What Technology Wants
- First edition
- Author: Kevin Kelly
- Language: English
- Subjects: Culture, Human, Life, Technology
- Publisher: Viking Press
- Publication date: 2010
- Media type: Print (Hardback)
- Pages: 416
- ISBN: 978-0-670-02215-1

= What Technology Wants =

Book by Kevin Kelly

What Technology Wants is a 2010 nonfiction book by Kevin Kelly focused on technology as an extension of life.

==Summary==
The opening chapter of What Technology Wants, entitled "My Question", chronicles an early period in the author's life and conveys a sense of how he went from being a nomadic traveler with few possessions to a co-founder of Wired.
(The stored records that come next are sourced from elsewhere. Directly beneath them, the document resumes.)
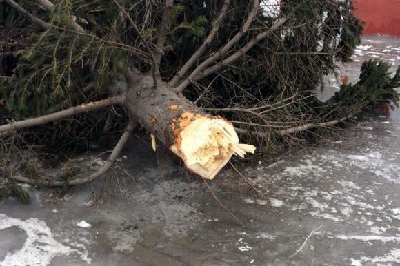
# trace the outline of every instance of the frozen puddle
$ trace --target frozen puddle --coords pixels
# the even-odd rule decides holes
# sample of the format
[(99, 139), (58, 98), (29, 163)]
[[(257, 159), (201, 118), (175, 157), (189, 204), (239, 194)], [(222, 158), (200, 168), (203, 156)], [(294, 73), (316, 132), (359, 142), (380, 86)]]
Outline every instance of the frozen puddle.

The book invokes a giant force – the technium – which is "the greater, global, massively interconnected system of technology vibrating around us".

In November 2014, Kelly gave a SALT talk (Seminars About Long-term Thinking) for the Long Now Foundation titled "Technium Unbound", where he explained and expanded upon the ideas from his books What Technology Wants and Out of Control.

==Criticism==
Kelly's book has been criticized for espousing a teleological view of biological evolution that is rejected by some scientists, and for promoting a "bizarre neo-mystical progressivism" (by Jerry Coyne).

==Editions==
- Kevin Kelly. What Technology Wants. New York, Viking Press, October 14, 2010, hardcover, 416 pages. ISBN 978-0-670-02215-1
- Citia iOS iPad Edition, What Technology Wants, released May 2012 by Semi-Linear, Inc.